On Friday, Peugeot unveiled the final homologated version of the 9X8 prototype it plans to start racing from July this year. Months of testing and tweaking resulted in a product that looked slightly different than what was unveiled last year, but none of these changes deviate from the original radical plan of building a modern racing car without a rear wing. In fact, the design changes are certainly more unique and arguably more radical than what has already been revealed.

We won’t know if the final product is really fast until it shows up at the Monza races in a few months. In fact, the car’s delays from a schedule that would have allowed it to compete at Le Mans this year might suggest it was a disappointment, at least in its earliest testing. Even if not, it should be celebrated.

More than any other form of motorsport, sports car racing is about the cars. The reputation of Le Mans rests on them. The Mercedes 300 SL, Ford GT and Ferrari 250 GTO are all directly linked to a Le Mans winner from the same family. Both individual high-performance cars and the brands that make them made their mark in sports car racing, and that reputation carries over into road cars to this day. The magic of racing is that it inspires these manufacturers to create unique things, to re-imagine what it means to go fast and transfer that technology into their most exciting road cars.
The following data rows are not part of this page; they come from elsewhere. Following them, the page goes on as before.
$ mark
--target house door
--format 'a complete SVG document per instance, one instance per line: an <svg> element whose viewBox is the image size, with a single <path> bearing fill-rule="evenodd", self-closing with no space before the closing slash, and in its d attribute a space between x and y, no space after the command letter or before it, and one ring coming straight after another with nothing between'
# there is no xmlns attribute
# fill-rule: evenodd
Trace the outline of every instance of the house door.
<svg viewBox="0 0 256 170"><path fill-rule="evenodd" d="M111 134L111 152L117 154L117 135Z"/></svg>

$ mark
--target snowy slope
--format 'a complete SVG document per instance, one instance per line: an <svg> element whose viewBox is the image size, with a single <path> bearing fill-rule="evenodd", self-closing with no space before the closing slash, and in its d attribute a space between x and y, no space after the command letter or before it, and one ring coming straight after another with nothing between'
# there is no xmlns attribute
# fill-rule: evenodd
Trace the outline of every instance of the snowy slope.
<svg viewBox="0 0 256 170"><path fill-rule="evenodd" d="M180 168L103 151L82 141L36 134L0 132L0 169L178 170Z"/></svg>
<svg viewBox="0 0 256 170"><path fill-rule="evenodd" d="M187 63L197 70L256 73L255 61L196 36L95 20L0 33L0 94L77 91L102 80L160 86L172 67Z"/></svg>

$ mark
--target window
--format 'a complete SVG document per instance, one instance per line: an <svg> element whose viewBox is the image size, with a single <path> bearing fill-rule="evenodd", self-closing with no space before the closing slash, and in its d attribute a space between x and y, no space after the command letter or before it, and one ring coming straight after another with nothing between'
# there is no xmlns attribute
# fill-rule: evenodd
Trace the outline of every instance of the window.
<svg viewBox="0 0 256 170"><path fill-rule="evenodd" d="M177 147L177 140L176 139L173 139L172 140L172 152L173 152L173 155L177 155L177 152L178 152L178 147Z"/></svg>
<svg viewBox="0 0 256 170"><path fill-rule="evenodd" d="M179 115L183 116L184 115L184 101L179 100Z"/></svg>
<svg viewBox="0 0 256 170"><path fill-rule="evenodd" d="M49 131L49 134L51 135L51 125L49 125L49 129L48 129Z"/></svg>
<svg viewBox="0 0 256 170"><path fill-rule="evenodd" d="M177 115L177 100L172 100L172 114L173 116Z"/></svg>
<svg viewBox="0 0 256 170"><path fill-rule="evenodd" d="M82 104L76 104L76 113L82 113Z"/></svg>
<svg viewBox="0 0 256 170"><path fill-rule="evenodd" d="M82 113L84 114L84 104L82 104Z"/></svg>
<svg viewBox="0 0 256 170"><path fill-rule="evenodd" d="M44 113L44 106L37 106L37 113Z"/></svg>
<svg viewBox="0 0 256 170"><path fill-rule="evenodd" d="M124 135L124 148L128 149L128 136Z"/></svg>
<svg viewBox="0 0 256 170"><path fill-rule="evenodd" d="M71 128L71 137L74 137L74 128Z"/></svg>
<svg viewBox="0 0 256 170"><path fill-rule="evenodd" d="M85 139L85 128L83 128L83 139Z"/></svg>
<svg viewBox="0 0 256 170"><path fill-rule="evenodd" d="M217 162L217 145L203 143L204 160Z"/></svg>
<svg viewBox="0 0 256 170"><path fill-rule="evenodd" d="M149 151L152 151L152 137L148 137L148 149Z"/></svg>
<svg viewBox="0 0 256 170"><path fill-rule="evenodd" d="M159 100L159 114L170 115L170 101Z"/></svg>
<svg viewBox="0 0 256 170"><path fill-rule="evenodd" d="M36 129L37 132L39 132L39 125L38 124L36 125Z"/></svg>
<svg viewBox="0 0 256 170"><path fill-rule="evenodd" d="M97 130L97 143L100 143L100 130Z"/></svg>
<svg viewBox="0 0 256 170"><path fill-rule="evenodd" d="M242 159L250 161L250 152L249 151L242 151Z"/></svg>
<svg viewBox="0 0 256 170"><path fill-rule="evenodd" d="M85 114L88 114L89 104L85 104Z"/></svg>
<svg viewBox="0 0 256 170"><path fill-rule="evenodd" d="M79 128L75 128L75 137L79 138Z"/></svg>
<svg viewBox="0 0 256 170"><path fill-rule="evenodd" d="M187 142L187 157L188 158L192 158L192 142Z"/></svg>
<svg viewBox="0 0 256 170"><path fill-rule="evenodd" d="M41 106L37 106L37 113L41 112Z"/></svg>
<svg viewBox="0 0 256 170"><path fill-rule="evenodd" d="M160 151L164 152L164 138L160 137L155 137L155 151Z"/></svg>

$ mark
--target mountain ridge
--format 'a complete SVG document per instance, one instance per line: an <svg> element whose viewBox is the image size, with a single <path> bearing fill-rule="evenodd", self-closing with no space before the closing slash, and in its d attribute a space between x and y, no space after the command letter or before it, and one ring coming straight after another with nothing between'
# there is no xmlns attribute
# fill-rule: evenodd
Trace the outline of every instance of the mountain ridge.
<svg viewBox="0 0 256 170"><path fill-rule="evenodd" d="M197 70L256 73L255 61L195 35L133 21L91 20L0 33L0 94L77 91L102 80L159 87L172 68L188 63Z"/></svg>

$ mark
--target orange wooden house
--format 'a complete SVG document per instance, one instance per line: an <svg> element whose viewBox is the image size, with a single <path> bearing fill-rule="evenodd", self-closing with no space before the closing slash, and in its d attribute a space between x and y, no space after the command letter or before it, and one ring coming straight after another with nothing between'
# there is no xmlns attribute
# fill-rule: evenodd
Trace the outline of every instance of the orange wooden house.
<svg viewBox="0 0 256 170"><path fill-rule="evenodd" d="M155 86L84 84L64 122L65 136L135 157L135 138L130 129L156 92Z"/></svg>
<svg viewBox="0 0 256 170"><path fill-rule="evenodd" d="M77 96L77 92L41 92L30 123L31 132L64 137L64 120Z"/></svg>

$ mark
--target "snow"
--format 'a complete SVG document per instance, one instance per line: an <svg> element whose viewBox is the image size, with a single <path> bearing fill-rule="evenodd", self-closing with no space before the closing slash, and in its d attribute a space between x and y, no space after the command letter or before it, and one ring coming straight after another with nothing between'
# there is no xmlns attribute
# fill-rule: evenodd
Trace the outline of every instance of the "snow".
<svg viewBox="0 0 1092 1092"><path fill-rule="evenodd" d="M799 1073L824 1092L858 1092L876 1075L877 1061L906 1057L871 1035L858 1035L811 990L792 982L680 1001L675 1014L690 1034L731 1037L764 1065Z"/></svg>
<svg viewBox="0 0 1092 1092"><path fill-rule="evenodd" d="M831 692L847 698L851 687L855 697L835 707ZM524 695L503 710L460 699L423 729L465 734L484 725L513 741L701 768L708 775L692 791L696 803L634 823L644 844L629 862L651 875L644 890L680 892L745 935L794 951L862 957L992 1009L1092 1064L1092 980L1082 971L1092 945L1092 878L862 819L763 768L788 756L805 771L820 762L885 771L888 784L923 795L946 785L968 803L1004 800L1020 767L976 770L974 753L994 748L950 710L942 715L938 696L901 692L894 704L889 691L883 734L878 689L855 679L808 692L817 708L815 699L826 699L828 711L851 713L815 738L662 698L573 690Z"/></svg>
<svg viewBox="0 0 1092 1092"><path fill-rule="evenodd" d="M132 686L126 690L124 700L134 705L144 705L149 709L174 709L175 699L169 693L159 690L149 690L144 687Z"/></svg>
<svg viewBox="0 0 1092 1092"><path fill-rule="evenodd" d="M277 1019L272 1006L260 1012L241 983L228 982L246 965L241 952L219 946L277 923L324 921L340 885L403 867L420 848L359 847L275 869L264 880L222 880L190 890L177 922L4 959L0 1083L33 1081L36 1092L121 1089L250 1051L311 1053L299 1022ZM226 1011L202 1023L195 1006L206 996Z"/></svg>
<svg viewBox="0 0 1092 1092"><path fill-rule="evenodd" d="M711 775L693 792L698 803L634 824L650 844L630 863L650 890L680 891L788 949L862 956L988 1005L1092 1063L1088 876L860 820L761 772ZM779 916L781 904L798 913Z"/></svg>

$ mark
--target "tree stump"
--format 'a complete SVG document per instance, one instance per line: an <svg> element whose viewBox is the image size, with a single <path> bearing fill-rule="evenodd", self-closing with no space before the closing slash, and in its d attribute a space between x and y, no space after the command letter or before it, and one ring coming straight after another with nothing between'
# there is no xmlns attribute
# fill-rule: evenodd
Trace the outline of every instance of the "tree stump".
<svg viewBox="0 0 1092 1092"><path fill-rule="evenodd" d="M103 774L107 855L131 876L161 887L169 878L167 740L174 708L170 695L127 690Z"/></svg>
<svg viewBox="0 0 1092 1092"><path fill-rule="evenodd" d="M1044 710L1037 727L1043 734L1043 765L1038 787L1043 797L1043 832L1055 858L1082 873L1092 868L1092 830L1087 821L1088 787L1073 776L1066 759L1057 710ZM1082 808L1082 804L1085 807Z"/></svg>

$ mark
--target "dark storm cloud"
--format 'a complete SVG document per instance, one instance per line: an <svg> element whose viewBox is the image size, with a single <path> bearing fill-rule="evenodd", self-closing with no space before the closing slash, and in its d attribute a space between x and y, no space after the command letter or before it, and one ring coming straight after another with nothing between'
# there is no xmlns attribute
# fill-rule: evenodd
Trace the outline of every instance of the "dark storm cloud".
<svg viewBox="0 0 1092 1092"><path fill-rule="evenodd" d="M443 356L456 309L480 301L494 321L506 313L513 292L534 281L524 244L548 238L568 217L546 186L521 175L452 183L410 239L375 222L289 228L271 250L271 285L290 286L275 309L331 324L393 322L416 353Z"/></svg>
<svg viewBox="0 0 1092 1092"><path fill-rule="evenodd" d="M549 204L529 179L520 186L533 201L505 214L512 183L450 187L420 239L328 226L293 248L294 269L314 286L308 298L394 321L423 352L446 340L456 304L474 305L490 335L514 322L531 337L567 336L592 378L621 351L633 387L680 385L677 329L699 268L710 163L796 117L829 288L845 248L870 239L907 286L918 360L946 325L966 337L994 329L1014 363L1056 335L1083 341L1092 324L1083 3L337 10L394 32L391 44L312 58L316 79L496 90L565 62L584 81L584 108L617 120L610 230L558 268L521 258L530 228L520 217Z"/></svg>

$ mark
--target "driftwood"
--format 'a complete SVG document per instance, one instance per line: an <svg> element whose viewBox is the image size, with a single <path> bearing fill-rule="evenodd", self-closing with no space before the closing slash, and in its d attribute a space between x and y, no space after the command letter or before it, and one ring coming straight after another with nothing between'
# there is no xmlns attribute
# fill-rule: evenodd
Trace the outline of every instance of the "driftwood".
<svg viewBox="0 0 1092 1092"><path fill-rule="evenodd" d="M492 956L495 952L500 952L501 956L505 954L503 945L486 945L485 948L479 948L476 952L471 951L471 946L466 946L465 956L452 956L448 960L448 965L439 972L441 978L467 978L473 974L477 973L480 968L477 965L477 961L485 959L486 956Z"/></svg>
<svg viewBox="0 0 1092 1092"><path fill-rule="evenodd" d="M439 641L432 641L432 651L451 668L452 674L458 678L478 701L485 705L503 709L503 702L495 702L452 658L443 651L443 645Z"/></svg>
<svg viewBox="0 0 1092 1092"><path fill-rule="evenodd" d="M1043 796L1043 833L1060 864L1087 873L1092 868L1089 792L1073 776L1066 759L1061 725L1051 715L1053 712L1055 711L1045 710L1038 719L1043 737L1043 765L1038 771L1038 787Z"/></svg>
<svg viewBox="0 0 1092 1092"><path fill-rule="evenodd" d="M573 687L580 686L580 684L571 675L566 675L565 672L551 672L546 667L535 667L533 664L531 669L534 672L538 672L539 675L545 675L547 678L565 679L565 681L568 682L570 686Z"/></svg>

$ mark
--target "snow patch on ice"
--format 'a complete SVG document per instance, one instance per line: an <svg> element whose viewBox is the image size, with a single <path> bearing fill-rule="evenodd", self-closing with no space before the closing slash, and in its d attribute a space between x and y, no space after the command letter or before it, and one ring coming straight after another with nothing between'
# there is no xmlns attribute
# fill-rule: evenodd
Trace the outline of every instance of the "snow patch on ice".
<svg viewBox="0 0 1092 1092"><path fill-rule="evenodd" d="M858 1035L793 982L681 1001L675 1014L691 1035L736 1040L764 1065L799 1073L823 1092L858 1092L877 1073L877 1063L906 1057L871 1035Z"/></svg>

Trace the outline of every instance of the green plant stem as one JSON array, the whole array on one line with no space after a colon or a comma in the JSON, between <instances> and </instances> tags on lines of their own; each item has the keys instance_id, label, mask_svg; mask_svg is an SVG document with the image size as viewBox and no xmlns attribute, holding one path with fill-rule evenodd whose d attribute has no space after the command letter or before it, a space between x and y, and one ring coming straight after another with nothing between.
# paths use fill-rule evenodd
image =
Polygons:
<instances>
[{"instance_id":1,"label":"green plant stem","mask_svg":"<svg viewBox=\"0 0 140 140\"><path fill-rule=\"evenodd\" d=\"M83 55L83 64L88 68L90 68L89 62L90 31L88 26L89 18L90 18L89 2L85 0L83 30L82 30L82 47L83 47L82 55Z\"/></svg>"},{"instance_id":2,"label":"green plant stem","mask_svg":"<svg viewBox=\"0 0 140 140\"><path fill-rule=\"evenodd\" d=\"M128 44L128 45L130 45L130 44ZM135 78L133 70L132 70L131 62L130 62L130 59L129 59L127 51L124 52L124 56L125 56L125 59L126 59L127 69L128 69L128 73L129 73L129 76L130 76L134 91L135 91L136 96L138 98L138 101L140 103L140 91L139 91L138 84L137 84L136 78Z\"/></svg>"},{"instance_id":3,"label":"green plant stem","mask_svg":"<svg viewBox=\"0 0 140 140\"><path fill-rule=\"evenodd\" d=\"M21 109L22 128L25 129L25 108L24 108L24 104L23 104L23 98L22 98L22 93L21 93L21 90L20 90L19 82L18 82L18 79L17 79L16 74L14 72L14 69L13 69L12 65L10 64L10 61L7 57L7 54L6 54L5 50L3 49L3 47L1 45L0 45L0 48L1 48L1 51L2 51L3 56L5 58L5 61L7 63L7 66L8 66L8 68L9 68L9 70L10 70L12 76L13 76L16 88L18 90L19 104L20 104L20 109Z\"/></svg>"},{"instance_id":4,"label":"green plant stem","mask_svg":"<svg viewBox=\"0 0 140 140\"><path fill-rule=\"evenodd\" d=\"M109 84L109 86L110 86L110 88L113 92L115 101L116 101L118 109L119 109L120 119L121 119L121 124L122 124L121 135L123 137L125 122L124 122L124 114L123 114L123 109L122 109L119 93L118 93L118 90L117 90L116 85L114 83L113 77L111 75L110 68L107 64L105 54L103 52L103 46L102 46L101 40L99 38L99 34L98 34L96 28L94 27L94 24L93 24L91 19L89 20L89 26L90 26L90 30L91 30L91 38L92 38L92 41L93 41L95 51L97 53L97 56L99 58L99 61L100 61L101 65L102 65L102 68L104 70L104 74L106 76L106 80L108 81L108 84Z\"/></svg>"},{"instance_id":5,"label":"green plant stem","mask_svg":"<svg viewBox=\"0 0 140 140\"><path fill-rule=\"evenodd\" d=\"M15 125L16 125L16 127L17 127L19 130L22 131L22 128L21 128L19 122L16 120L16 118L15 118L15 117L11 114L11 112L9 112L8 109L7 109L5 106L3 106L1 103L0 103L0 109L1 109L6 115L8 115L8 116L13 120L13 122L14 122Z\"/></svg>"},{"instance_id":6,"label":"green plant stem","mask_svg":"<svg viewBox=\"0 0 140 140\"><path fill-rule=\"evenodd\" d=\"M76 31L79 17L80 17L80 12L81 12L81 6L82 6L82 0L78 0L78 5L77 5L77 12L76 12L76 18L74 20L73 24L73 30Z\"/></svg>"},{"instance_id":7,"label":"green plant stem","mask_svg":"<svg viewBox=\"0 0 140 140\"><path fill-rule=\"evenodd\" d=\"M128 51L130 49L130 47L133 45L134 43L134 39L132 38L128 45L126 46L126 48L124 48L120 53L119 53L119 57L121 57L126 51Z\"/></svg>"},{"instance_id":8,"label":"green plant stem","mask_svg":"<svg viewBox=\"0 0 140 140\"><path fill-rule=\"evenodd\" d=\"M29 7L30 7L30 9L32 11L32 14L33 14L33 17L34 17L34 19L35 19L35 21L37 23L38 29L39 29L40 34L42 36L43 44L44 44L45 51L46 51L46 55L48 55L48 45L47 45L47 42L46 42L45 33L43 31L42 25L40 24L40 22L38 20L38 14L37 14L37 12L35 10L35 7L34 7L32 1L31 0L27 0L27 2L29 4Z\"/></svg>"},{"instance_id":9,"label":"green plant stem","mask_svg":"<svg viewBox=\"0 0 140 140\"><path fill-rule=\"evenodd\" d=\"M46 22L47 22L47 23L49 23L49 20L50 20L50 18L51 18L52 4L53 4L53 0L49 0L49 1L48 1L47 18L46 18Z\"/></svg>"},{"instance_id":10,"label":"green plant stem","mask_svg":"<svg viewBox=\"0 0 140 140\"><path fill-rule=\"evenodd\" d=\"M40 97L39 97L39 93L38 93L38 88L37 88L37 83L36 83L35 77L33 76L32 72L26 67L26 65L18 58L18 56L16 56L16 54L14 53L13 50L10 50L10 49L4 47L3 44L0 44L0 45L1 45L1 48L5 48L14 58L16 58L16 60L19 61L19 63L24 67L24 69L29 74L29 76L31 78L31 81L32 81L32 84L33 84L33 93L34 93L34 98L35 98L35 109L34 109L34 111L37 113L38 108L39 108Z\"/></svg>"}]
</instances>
Manufacturers only made large fluctuations in the middle of the last decade. Nissan sponsored the spectacular Deltawing, sure, but their biggest innovation was the car, which they built themselves with that program’s lead engineer, Ben Bowlby. The resulting GT-R LM was a front-wheel drive that fired in the dark, and although it was scuttled in its first race over reliability concerns and never developed in earnest from then, it was proof that the manufacturers still ready to go crazy in pursuit of speed. Peugeot is the latest in this line, a sports car that breaks away from over ten years of cars from all manufacturers that look a lot like the Audi R18 to do something very different.

The headline is that the 9X8 is racing without a rear wing. Two winglets on the car’s endplates make this description slightly less accurate than the original concept, but the idea survives to the final car. The end result of this design decision is the most unique prototype since the Deltawing. It doesn’t look like much in photos out. That makes it fascinating in the same way that expressive art can be, as if it were a puzzle waiting to be solved. It’s definitely not pretty, but it still looks extremely good. The company behind the 908, one of the most conventionally handsome prototypes in recent history, took an entirely different approach.

Whether the 9X8 has what it takes to be a competitive racer we’ll find out in July, but I think it’s already a success story. Sports car racing is about pushing the boundaries in memorable ways, which the 9X8 is guaranteed to already be able to do. We should all be grateful Peugeot was brave enough to try and doubly grateful if they’re still interested in driving it as a Dodge here.